Distração

Por Carlos Vogt

No Dicionário de Filosofia, de Nicola Abbagnano (Martins Fontes, São Paulo, 1998), no verbete dedicado à distração (p. 291) lê-se, como é próprio de sua organização, as formas da palavra no latim distractie, no inglês distraction, no francês distraction, no alemão Zerstreutheit e no italiano distrazione.

Passando aos significados anota: “ 1) condição em que a atenção é distanciada das ideias ou das ocupações dominantes e voltada para outras coisas”.

Cita, em seguida, Kant que em Antropologia de um ponto de vista pragmático (Iluminuras, São Paulo, 2006, original de 1798) observa, segundo Abbagnano, que “é fraqueza, mais do que força de espírito, não poder separar-se de alguma coisa a que se deu grande atenção durante muito tempo: fraqueza que, se habitual e voltada para o mesmo objeto, pode degenerar em loucura. Portanto a distração, como divertimento do espírito, é condição de saúde mental. Por outro lado, a distração constante confere ao homem a aparência de sonhador e o torna inútil à sociedade. Nesse sentido a palavra equivale a divertimento. 2. O contrário da atenção: atividade seletiva malograda ou deficiente em relação aos objetos de um campo.”

Desse modo e considerando essas duas acepções gerais, o campo semântico da palavra distração é grande e uma simples olhada num dicionário da internet permite listar mais de cinquenta associações e comutações possíveis.

Assim:

abstração abstraimento alheação alheamento bobeada descuido desatenção esquecimento lapso vacilada desleixo divertimento indiferença passatempo abandono bochinche cochilo desaplicação descaso deseuramento desleixação desleixamento desleixo desmazelo displicência inadvertência incúria indigência negligência omissão preguiça relaxação relaxamento relaxidão brincadeira brinco desenfadamento desenfado diversão entretém entretenimento entretimento recreação recreio refocilamento  solaz  espetáculo  jocosidade  patuscada  apatia  ataraxia  desinteresse frieza  impassibilidade  insensibilidade  desprezo  jogo  lazer.

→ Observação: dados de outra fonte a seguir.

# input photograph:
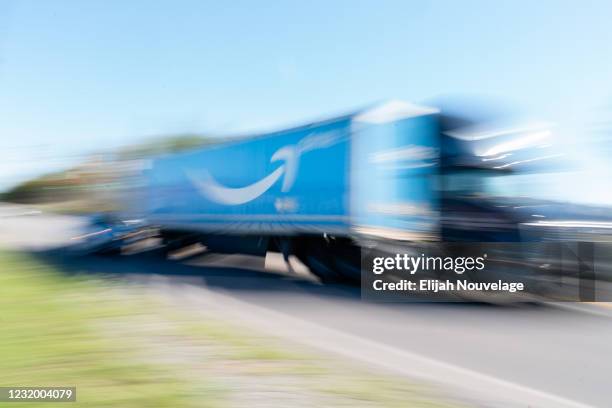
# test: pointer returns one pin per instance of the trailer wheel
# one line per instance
(331, 260)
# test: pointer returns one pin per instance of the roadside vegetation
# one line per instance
(121, 346)
(89, 186)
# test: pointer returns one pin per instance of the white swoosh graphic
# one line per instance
(209, 187)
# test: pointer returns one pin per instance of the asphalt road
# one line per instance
(528, 355)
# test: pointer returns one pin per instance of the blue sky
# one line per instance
(80, 76)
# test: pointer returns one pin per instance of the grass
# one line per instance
(123, 347)
(48, 338)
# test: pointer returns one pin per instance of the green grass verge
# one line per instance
(48, 338)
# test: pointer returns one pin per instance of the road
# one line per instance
(528, 355)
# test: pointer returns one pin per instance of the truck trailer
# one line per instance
(314, 191)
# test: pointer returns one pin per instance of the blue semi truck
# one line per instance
(392, 174)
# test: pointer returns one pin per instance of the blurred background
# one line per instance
(92, 93)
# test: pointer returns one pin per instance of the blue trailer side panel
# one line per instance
(394, 168)
(294, 181)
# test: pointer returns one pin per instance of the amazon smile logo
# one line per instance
(290, 155)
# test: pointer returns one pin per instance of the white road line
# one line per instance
(477, 387)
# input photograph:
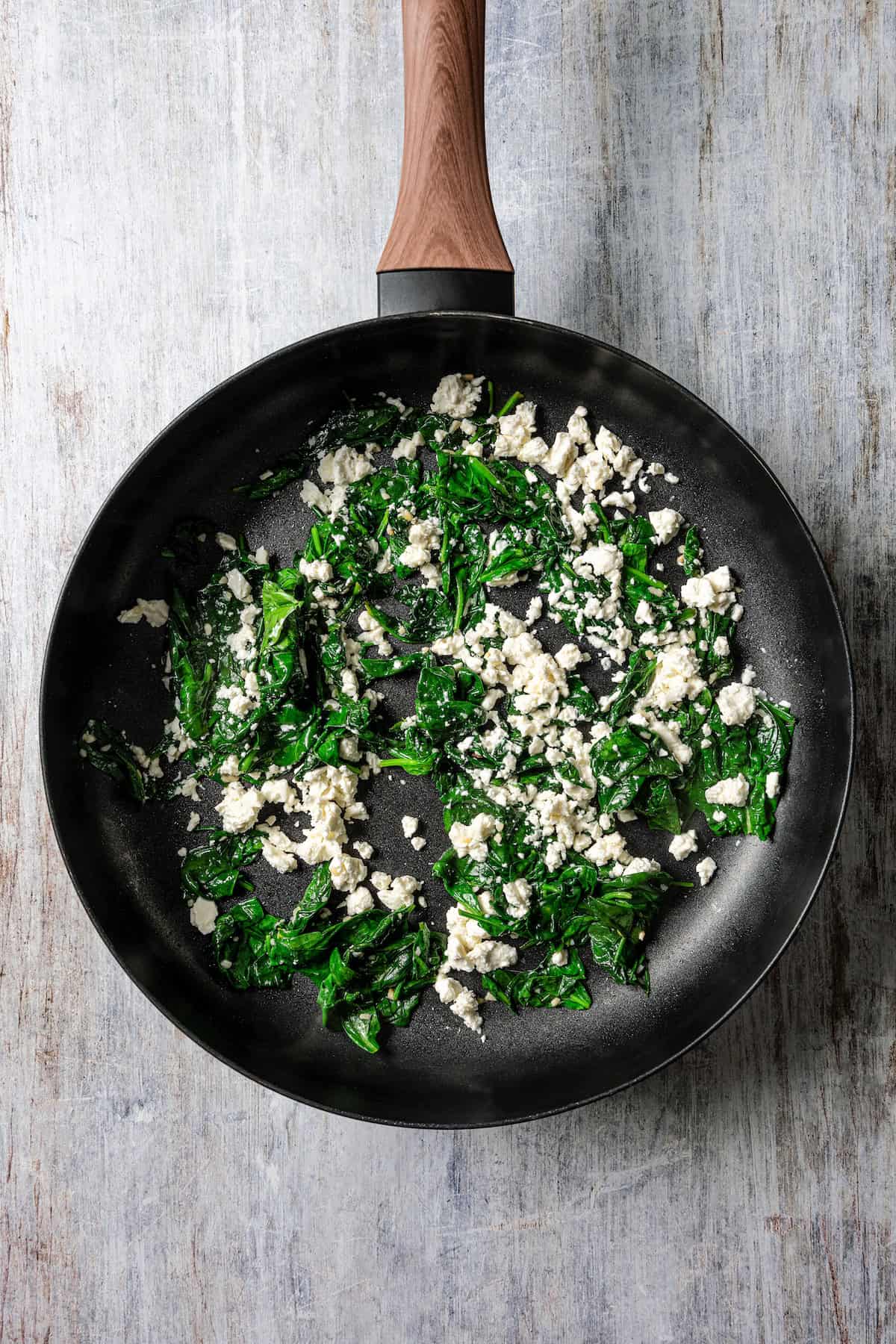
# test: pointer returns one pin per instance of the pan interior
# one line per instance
(707, 951)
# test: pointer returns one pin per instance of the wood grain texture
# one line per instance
(444, 217)
(187, 186)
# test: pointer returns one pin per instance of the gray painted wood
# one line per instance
(188, 186)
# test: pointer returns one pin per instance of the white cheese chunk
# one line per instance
(731, 793)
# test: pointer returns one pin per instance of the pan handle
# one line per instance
(445, 248)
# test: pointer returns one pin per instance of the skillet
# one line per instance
(447, 302)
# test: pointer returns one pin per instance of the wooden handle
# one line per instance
(444, 217)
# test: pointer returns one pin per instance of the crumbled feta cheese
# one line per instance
(344, 467)
(570, 656)
(712, 591)
(457, 396)
(406, 448)
(706, 870)
(469, 948)
(460, 1001)
(277, 848)
(398, 893)
(736, 703)
(347, 873)
(153, 611)
(359, 900)
(470, 840)
(677, 676)
(517, 895)
(203, 914)
(684, 844)
(316, 571)
(731, 793)
(665, 523)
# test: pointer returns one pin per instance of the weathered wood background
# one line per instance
(187, 186)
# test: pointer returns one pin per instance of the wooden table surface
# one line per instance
(187, 186)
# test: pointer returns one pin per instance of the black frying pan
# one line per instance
(711, 948)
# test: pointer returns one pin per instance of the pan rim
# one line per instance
(43, 697)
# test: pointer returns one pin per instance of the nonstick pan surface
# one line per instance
(709, 948)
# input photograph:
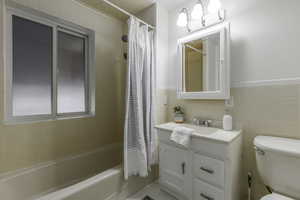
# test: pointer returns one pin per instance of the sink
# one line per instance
(202, 130)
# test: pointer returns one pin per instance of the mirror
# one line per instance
(204, 64)
(201, 64)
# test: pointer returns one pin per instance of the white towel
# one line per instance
(181, 135)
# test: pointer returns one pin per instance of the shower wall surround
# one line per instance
(265, 75)
(24, 145)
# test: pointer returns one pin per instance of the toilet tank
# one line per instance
(278, 163)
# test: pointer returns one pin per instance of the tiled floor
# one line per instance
(152, 191)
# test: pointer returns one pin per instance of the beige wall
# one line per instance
(27, 144)
(266, 110)
(264, 41)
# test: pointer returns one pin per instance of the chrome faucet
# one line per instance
(200, 122)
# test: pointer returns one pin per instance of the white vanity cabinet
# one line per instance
(208, 169)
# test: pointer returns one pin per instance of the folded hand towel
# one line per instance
(181, 135)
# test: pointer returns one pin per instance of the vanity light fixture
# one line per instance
(201, 12)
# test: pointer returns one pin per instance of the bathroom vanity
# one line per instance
(208, 169)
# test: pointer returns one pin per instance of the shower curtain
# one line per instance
(140, 138)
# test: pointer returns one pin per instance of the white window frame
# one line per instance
(57, 25)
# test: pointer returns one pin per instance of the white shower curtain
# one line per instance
(140, 138)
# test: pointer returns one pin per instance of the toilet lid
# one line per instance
(275, 196)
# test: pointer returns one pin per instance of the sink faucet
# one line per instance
(200, 122)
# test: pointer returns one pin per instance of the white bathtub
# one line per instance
(89, 176)
(108, 185)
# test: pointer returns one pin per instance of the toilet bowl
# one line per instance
(278, 164)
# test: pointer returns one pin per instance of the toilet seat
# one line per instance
(275, 196)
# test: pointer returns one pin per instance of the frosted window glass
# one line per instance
(71, 73)
(32, 67)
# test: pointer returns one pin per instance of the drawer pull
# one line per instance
(183, 168)
(210, 171)
(206, 197)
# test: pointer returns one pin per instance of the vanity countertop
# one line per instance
(204, 132)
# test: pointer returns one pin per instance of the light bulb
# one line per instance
(182, 19)
(197, 11)
(214, 6)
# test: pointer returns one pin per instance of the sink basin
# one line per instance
(202, 130)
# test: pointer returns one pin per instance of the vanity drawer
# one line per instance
(209, 169)
(204, 191)
(210, 148)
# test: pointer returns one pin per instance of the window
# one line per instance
(49, 67)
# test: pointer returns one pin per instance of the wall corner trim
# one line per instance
(281, 81)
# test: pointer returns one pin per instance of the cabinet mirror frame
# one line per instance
(224, 68)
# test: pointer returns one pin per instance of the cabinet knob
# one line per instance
(206, 197)
(210, 171)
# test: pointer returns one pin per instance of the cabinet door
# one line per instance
(174, 168)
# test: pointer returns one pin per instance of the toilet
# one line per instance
(278, 163)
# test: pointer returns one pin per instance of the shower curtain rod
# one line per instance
(127, 13)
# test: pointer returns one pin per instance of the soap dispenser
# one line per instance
(227, 121)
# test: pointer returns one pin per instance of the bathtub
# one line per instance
(88, 176)
(108, 185)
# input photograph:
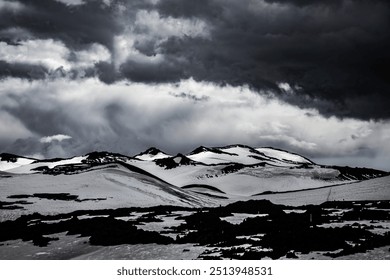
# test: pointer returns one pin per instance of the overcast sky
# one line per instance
(310, 77)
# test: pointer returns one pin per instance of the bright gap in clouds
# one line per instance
(130, 117)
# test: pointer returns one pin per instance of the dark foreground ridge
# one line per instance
(252, 229)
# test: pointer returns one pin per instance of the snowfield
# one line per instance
(374, 189)
(110, 187)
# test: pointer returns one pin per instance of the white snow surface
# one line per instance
(282, 155)
(119, 187)
(150, 157)
(28, 168)
(247, 181)
(248, 156)
(373, 189)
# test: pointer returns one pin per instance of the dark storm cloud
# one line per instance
(335, 51)
(334, 54)
(76, 26)
(26, 71)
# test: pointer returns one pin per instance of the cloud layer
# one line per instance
(130, 117)
(311, 76)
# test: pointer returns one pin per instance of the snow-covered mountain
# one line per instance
(204, 177)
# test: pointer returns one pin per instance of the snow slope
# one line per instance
(373, 189)
(114, 186)
(29, 168)
(247, 180)
(246, 155)
(9, 162)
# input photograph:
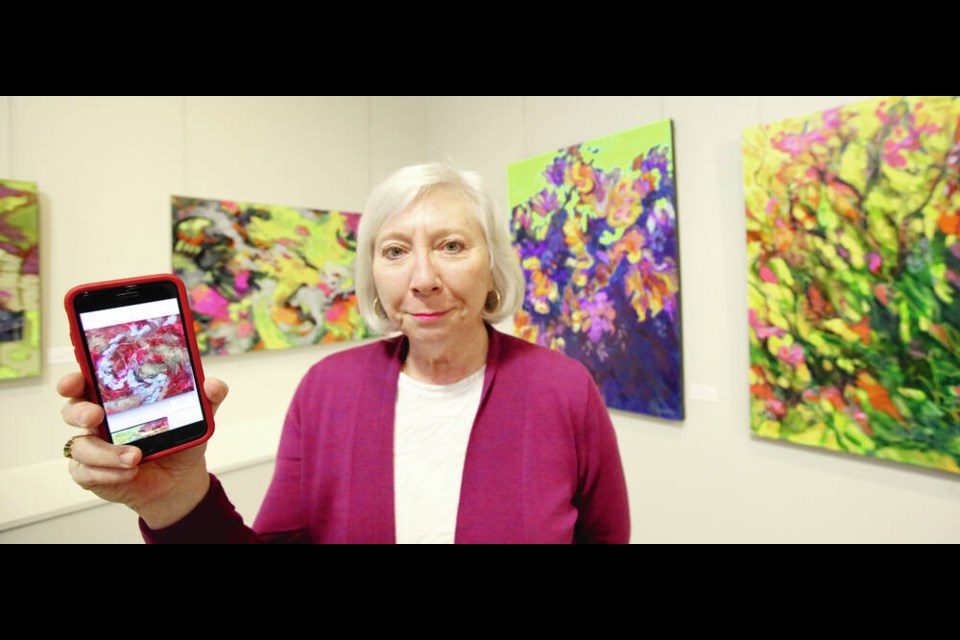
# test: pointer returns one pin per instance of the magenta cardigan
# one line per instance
(542, 462)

Olhando mais de perto essas palavras, vê-se que, na verdade, elas se distribuem por dois campos semânticos que se aproximam e se distanciam pelos sinais trocados: em um, o das palavras que se agrupam em torno da acepção de “divertimento”, ele é positivo; no outro, nas palavras agrupadas em torno da marca da “desatenção”, o sinal é negativo, e pode, por extensão, conotar até mesmo “desprezo” e “estigma”.

O que será que quis, além de enunciar e anunciar um oportunismo inoportuno e desapiedado, dizer o ministro quando propôs em reunião do primeiro escalão do governo que este aproveitasse a distração das instituições e da sociedade, focadas na questão terrível da pandemia da covid-19, para passar o atropelo de leis e reformas – a boiada – contrárias ao bom-senso e aos princípios básicos da responsabilidade ética e social?

Certamente, não foi no sentido de “divertimento” que a distração foi mencionada, embora ele próprio parecesse se divertir com a proposta fora de propósito.